Different therapeutic uses
Naloxone, Narcan*, which is largely inactivated by first-pass metabolism after oral administration, is used by parenteral route to treat respiratory depression induced by opioid agonists. It does not improve the other respiratory depressions. Its duration of action is short, about thirty minutes and readministration can be necessary. Naloxone could also be used for the diagnosis of morphine overdose or misuse by eliciting a withdrawal syndrome, but this is neither useful nor very desirable. After administration of strong doses of naloxone, cases of arterial hypertension were observed.
Naltrexone is given by oral route in the treatment of morphine dependence to avoid relapses. After seven to ten days of abstinence, the morphine addict treated by naltrexone becomes insensitive to a possible intake of a morphinomimetic agent. In other words, morphine intake is without effect in an addict treated by naltrexone. But, administered to a non-abstinent morphine addict, it elicits a withdrawal syndrome.
Naltrexone is also used as an adjunct to support the maintenance of abstinence in patients dependant on alcohol. It indeed decreases the desire for drinking and the pleasure of consuming alcohol.
Naltrexone is quite well absorbed after administration by oral route. Its plasma half-life is about four hours, that of its principal active metabolite, ß-naltrexol, about twelve hours, which explains its sustained effect.
Various but not very specific adverse effects generally without severity were observed during treatment with naltrexone.
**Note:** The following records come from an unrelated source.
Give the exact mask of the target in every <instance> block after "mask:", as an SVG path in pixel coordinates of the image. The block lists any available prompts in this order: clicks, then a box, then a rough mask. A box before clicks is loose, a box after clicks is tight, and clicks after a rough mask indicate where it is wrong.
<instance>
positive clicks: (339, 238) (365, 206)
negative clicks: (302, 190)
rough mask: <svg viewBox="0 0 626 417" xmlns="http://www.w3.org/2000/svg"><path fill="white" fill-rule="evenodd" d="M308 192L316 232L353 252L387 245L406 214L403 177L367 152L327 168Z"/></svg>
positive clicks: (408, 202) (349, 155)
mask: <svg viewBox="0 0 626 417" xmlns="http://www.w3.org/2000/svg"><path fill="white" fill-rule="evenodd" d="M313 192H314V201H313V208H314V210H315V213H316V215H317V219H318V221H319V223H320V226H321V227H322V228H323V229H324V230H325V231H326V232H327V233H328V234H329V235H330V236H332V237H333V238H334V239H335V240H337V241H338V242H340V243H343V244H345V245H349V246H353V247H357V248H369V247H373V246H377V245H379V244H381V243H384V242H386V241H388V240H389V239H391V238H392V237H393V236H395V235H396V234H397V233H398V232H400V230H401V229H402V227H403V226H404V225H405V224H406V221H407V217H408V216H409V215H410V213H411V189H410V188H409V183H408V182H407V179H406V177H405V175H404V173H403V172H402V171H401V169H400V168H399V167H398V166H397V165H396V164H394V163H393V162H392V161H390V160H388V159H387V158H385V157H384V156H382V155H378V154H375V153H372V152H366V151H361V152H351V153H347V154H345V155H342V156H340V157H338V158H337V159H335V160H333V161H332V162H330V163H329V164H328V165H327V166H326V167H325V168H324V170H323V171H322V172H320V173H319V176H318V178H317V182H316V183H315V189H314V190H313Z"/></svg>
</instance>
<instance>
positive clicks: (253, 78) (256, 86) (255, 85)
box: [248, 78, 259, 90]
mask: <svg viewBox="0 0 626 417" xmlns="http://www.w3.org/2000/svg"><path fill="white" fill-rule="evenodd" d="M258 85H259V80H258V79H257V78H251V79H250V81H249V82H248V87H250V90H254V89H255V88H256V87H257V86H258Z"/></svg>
Nalorphine, which has agonist and antagonist effects, was largely used as antidote of the respiratory depression caused by morphine. Currently, one prefers naloxone, pure antagonist, but nalorphine has effects at the same time
- At a subject not having received morphine, nalorphine induce a respiratory depression, a miosis, a low analgesic effect, an euphoric or dysphoric state can. Its repeated administration elicits tolerance and its discontinuation a withdrawal syndrome.
- In a subject treated by morphine, nalorphine opposes the effects of morphine, including respiratory depression.
- In a morphine addict, it elicits a withdrawal syndrome.
Nalmefene, chemically quite similar to naltrexone, is an opioid antagonist of long duration of action.